Dan Neil Joins Rangers Revolution After Turning Down Southampton
Rangers have beaten Southampton to the signature of Dan Neil, landing the Sunderland captain on a free and handing Derek McInnes another statement signing for his Ibrox rebuild.
The 24-year-old midfielder has signed a three-year deal, becoming the club’s fifth arrival of the summer window and the clearest sign yet of the profile McInnes wants at the heart of his team: technically sharp, battle-tested, and unafraid of expectation.
From South Shields to Ibrox
Neil is not a prospect. He is already a seasoned campaigner.
Born in South Shields, he walked into Sunderland’s Academy of Light as a nine-year-old in 2010 and walked out this summer having captained the club back to the Premier League. Between those two moments came 201 senior appearances, 12 goals, and a career shaped by pressure.
He debuted at 16 in 2018 and grew with the club through League One and the Championship, a key cog as Sunderland clawed their way out of the third tier and then finally back into the top flight. He helped them lift the EFL Trophy in 2021 and, crucially, wore the armband during their promotion charge.
Last season under Régis Le Bris, Neil led Sunderland through the 2024/25 play-offs, starting and captaining the side in that dramatic 2-1 win over Sheffield United at Wembley which ended an eight-year exile from the Premier League. Across that campaign he racked up 47 league appearances and two goals, the heartbeat of a side that rediscovered its identity.
Yet his story on Wearside ended abruptly. After promotion, he struggled to nail down a starting place and was loaned to Ipswich Town for the second half of the season. There, he slotted straight back into Championship life, playing 16 league games as the Tractor Boys also secured promotion to the Premier League.
A captain in one promotion, a contributor in another. Two different clubs, one upward trajectory.
Rangers pounce late
For months, the smart money had Neil heading to Southampton. Reports suggested a deal was close, the south coast seemingly his next step after leaving Sunderland as a free agent.
Rangers changed that.
At the eleventh hour, the Ibrox hierarchy moved decisively, tabling an improved offer and selling Neil on a different kind of challenge: the demand to win every week in Glasgow, the scrutiny, the weight of a support that lives every result.
Neil did not hide why that appealed. He spoke of Sunderland’s expectations, of weekends made or broken by a scoreline, and how that pressure drives him. Those who know Ibrox told him it would feel familiar. That was enough.
“It is a new chapter for myself, and I am really excited to be signing for Rangers. I’m really looking forward to what the next few years can bring,” he said, outlining how the intensity of fan expectation is something he craves, not fears. He talked about giving “110 per cent day in and day out” and needing that level of demand in his career.

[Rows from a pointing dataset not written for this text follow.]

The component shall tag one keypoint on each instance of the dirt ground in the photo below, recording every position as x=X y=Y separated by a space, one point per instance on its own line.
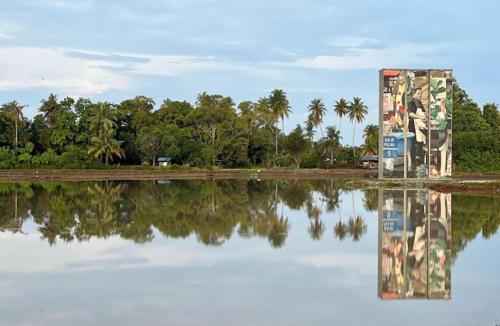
x=461 y=182
x=123 y=174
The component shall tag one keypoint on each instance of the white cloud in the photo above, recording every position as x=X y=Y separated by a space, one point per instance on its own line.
x=31 y=67
x=362 y=58
x=84 y=73
x=350 y=41
x=361 y=263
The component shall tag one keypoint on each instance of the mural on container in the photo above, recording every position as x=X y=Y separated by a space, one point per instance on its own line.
x=415 y=118
x=418 y=117
x=414 y=244
x=394 y=117
x=441 y=104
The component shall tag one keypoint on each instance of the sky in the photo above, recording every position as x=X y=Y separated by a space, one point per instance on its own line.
x=116 y=49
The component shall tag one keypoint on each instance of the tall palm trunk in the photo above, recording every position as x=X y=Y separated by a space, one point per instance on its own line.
x=276 y=136
x=340 y=126
x=353 y=150
x=15 y=141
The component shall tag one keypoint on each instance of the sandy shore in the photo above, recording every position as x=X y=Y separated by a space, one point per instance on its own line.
x=461 y=182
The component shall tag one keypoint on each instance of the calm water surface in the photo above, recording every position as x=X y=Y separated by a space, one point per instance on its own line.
x=245 y=253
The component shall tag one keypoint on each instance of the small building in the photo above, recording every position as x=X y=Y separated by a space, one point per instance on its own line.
x=164 y=160
x=369 y=161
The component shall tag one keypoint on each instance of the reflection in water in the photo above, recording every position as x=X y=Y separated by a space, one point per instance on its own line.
x=211 y=210
x=414 y=244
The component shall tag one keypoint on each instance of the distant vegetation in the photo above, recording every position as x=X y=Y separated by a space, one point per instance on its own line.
x=71 y=133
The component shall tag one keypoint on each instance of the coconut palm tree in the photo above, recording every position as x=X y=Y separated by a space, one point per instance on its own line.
x=15 y=110
x=309 y=128
x=340 y=230
x=356 y=227
x=370 y=135
x=103 y=129
x=280 y=108
x=106 y=146
x=341 y=109
x=49 y=109
x=333 y=139
x=316 y=228
x=357 y=111
x=317 y=112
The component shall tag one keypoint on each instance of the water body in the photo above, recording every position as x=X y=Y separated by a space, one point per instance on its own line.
x=179 y=252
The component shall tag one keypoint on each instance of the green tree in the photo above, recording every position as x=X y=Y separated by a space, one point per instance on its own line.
x=49 y=109
x=341 y=108
x=296 y=144
x=370 y=136
x=333 y=140
x=357 y=111
x=157 y=140
x=103 y=130
x=317 y=112
x=280 y=107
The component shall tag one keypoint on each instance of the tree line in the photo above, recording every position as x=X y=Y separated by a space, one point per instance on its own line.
x=71 y=133
x=79 y=133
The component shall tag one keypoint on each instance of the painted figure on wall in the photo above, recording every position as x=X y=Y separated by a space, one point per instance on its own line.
x=416 y=111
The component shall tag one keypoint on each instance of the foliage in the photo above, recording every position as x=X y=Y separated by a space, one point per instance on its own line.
x=71 y=133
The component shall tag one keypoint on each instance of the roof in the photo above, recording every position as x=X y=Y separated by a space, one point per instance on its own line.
x=369 y=158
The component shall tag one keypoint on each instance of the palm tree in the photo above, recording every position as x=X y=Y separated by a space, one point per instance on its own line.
x=309 y=128
x=49 y=109
x=357 y=111
x=333 y=138
x=370 y=135
x=16 y=112
x=357 y=227
x=280 y=108
x=103 y=119
x=340 y=230
x=316 y=228
x=107 y=147
x=103 y=129
x=341 y=109
x=317 y=112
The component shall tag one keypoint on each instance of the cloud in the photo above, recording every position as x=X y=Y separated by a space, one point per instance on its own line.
x=370 y=58
x=32 y=67
x=362 y=263
x=83 y=73
x=351 y=41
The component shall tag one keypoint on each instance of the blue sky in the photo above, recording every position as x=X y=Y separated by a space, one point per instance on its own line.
x=112 y=50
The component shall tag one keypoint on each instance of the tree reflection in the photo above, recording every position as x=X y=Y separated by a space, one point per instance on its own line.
x=210 y=210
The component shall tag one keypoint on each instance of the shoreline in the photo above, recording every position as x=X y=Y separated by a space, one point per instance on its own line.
x=363 y=178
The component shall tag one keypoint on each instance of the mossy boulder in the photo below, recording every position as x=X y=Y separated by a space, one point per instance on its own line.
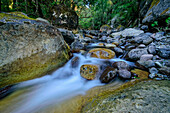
x=101 y=53
x=89 y=71
x=29 y=50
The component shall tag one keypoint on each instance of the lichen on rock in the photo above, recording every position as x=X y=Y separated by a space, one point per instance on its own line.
x=29 y=50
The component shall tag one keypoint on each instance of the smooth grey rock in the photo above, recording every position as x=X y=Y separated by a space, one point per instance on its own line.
x=152 y=75
x=135 y=54
x=164 y=52
x=146 y=64
x=157 y=10
x=123 y=73
x=165 y=70
x=152 y=49
x=146 y=57
x=68 y=35
x=118 y=51
x=128 y=32
x=121 y=65
x=153 y=70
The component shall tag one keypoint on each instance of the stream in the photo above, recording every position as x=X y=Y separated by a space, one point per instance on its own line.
x=65 y=83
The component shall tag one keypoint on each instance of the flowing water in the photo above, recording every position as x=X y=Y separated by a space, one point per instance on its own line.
x=65 y=83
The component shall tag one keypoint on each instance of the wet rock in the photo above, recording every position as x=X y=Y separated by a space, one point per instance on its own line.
x=94 y=32
x=153 y=70
x=141 y=46
x=108 y=74
x=158 y=64
x=28 y=51
x=123 y=73
x=75 y=62
x=152 y=75
x=152 y=49
x=144 y=28
x=101 y=53
x=147 y=41
x=135 y=54
x=141 y=74
x=145 y=64
x=103 y=38
x=167 y=63
x=165 y=70
x=118 y=51
x=105 y=28
x=121 y=65
x=64 y=17
x=68 y=35
x=143 y=38
x=89 y=36
x=143 y=97
x=158 y=9
x=76 y=46
x=110 y=45
x=128 y=32
x=89 y=71
x=164 y=52
x=87 y=39
x=146 y=57
x=115 y=43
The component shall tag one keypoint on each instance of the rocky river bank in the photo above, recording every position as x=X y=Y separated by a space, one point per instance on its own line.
x=133 y=62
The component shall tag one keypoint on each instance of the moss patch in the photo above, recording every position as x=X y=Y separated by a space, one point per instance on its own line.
x=164 y=11
x=13 y=16
x=154 y=3
x=31 y=67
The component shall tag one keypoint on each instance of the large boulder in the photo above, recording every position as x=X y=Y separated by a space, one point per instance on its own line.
x=158 y=9
x=101 y=53
x=135 y=54
x=128 y=32
x=28 y=49
x=68 y=35
x=89 y=71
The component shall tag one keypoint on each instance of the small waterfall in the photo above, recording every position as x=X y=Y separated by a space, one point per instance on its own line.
x=61 y=85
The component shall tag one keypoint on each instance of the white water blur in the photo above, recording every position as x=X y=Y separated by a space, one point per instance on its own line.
x=63 y=84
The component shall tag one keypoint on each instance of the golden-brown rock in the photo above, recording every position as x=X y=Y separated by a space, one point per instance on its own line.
x=89 y=71
x=101 y=53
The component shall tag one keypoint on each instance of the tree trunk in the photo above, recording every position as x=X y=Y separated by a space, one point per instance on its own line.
x=0 y=5
x=26 y=6
x=36 y=12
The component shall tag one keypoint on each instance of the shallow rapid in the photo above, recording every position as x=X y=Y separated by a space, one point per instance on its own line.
x=61 y=85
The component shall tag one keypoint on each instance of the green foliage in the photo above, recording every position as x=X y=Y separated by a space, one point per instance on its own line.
x=92 y=13
x=155 y=23
x=102 y=11
x=167 y=20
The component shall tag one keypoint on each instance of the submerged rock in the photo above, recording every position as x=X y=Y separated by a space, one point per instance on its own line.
x=128 y=32
x=121 y=65
x=141 y=74
x=68 y=35
x=29 y=50
x=164 y=52
x=144 y=97
x=89 y=71
x=108 y=74
x=101 y=53
x=123 y=73
x=158 y=9
x=135 y=54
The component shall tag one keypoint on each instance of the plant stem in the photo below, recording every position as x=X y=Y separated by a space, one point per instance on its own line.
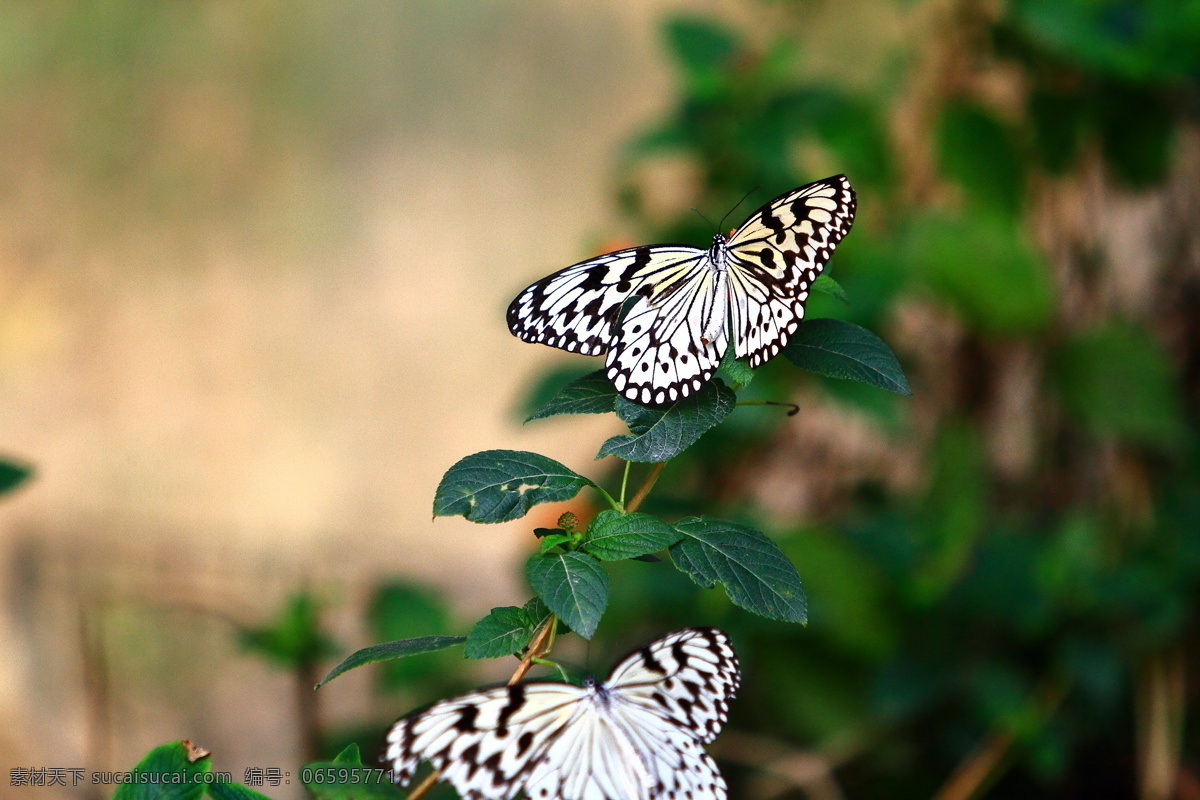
x=617 y=506
x=539 y=645
x=793 y=409
x=647 y=485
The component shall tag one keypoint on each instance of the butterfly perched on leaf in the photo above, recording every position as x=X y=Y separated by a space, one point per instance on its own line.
x=665 y=313
x=636 y=737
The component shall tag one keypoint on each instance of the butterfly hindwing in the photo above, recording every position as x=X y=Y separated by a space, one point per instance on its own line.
x=637 y=737
x=660 y=354
x=775 y=257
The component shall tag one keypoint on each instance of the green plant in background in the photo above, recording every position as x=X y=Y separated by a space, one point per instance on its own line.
x=1019 y=617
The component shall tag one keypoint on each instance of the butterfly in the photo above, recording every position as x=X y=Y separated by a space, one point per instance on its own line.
x=636 y=737
x=665 y=313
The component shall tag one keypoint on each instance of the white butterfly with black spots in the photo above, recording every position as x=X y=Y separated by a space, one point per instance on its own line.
x=664 y=313
x=636 y=737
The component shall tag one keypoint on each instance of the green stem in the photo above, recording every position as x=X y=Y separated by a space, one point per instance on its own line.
x=793 y=409
x=645 y=488
x=617 y=506
x=547 y=662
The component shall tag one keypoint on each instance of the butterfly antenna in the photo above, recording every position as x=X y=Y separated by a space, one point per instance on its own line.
x=736 y=206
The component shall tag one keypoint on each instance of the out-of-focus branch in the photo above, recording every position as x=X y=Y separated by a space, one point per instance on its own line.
x=990 y=757
x=1159 y=703
x=811 y=771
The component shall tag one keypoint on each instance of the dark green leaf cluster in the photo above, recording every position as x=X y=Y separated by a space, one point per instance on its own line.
x=568 y=572
x=1032 y=545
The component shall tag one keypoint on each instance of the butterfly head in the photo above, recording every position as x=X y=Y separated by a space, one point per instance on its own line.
x=718 y=253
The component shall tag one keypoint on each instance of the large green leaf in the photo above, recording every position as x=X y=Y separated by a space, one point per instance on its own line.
x=389 y=650
x=574 y=585
x=502 y=485
x=753 y=569
x=504 y=631
x=838 y=349
x=826 y=284
x=658 y=433
x=173 y=771
x=592 y=394
x=613 y=536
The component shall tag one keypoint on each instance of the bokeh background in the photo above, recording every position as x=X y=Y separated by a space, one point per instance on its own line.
x=253 y=264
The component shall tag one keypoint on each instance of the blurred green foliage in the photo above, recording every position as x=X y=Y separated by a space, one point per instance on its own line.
x=984 y=600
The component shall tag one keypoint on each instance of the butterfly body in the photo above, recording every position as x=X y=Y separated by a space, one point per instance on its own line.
x=636 y=737
x=665 y=313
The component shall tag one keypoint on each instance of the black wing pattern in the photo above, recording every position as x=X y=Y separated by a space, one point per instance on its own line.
x=635 y=738
x=665 y=313
x=775 y=257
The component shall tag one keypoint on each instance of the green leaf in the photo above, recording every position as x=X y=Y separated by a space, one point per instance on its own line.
x=574 y=585
x=505 y=631
x=502 y=485
x=1120 y=383
x=838 y=349
x=613 y=536
x=826 y=284
x=346 y=779
x=349 y=755
x=400 y=611
x=389 y=650
x=12 y=475
x=535 y=612
x=751 y=567
x=592 y=394
x=978 y=154
x=664 y=432
x=171 y=771
x=233 y=792
x=552 y=541
x=738 y=371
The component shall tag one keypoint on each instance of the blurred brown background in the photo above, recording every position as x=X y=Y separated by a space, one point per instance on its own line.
x=253 y=265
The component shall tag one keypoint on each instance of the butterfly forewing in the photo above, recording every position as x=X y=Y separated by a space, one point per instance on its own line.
x=635 y=738
x=687 y=678
x=481 y=741
x=775 y=257
x=576 y=308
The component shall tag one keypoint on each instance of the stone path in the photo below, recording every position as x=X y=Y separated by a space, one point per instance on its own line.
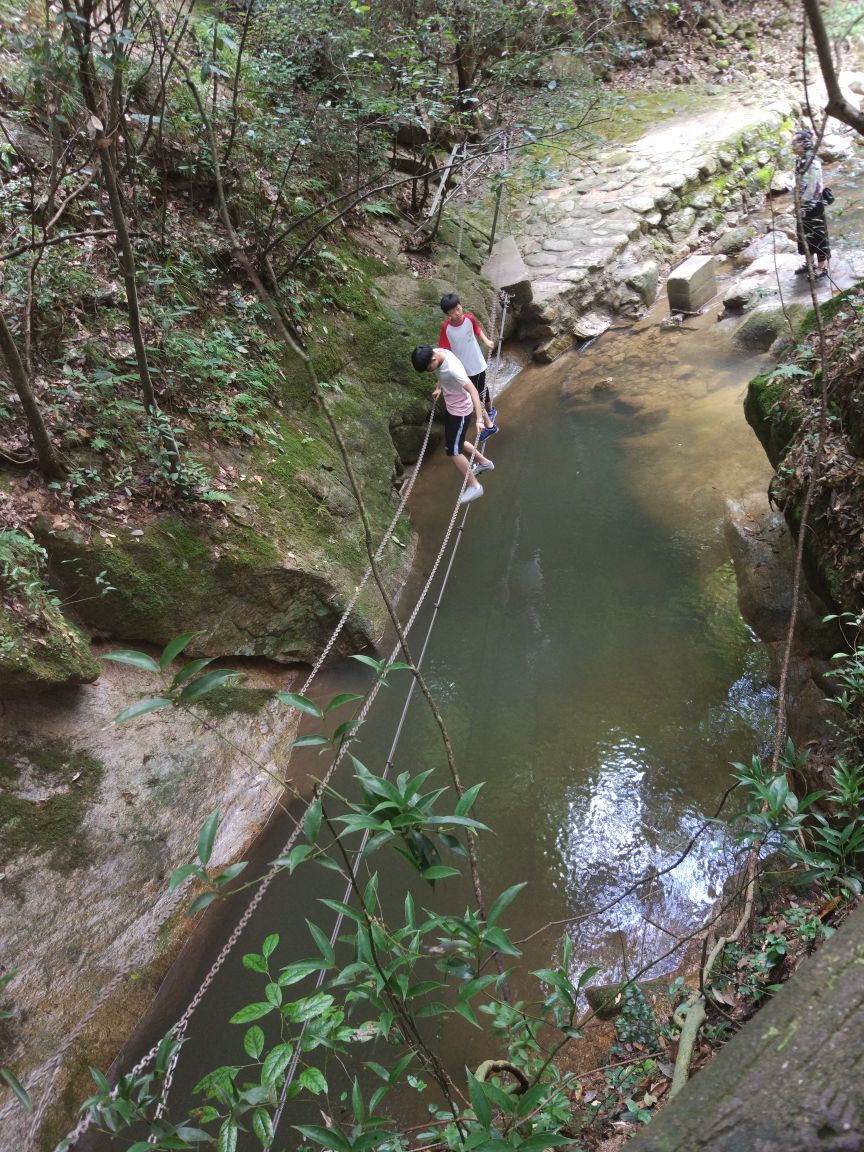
x=601 y=237
x=790 y=1081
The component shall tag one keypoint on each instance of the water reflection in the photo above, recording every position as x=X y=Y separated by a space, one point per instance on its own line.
x=612 y=841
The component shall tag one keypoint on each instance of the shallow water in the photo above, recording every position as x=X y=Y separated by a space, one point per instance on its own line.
x=588 y=658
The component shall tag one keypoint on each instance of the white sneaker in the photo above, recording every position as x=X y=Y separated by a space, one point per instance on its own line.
x=472 y=493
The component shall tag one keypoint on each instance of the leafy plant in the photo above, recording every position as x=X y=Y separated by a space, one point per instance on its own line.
x=186 y=687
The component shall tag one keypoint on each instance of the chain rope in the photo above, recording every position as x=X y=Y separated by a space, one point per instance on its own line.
x=340 y=917
x=181 y=1025
x=179 y=1029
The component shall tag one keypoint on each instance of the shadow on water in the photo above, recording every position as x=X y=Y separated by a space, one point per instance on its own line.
x=588 y=658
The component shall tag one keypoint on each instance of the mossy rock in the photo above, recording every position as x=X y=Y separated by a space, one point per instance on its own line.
x=45 y=791
x=39 y=648
x=242 y=592
x=772 y=415
x=764 y=324
x=607 y=999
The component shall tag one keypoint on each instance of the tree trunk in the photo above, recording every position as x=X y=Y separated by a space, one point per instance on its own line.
x=50 y=464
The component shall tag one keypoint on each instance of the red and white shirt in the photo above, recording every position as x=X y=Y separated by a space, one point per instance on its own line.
x=462 y=339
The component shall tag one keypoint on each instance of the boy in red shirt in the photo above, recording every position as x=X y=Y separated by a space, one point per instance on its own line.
x=460 y=334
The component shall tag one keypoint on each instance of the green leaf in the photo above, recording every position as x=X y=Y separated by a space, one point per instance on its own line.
x=206 y=836
x=342 y=698
x=251 y=1012
x=191 y=669
x=502 y=901
x=300 y=702
x=310 y=741
x=296 y=972
x=207 y=683
x=309 y=1007
x=174 y=648
x=150 y=704
x=100 y=1081
x=8 y=977
x=439 y=872
x=539 y=1141
x=136 y=659
x=20 y=1091
x=277 y=1062
x=312 y=820
x=479 y=1103
x=204 y=901
x=232 y=872
x=227 y=1139
x=183 y=872
x=263 y=1126
x=313 y=1081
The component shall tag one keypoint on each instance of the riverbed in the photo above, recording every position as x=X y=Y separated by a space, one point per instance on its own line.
x=589 y=660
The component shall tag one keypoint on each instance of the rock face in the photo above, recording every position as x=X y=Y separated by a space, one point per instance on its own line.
x=777 y=1084
x=46 y=654
x=762 y=551
x=93 y=818
x=597 y=240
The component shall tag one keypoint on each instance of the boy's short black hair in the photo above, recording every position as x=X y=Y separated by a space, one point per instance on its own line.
x=422 y=357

Rangers believe they have found a player who will not shrink under the lights.
McInnes gets his midfielder
Derek McInnes has wasted no time reshaping his squad. Lawrence Shankland, Ross McCrorie, Ben Godfrey and Ivor Pandur have already come through the door. Neil, though, feels like the pivot around which much of that work might turn.
The manager made no attempt to play down the significance of the deal. He described Neil as “a technically gifted midfielder” who is strong in possession, capable of contributing goals and bringing “tremendous energy” to the side. The key word, though, was leadership.
At 24, Neil arrives with the experience of captaining a huge club through promotion, handling the strain of expectation and the chaos of the play-offs. McInnes called him “hungry and ambitious” but also stressed his “significant experience and leadership qualities.”
That blend is precisely what Rangers have lacked at times: a player young enough to grow in value, old enough to dictate tempo and standards.
A club statement signing
Rangers’ own announcement underlined the scale of the capture. The club stressed Neil’s 201 Sunderland appearances, his role in the 2021 EFL Trophy win, his 2024/25 promotion heroics, and his recent spell helping Ipswich to the top flight.
The picture is clear. This is not a gamble on potential. It is a targeted move for a midfielder who has already lived the pressure of big, expectant fanbases and come through it with silverware and promotion medals.
Neil steps into an Ibrox dressing room that has been reshaped but not yet defined. He joins a manager who wants intensity, control, and personality in the middle of the park.
The free transfer fee might say bargain. The CV says cornerstone.
Now the question is simple: can Dan Neil turn years of dragging Sunderland back to the top into the engine that drives Rangers towards their own next era?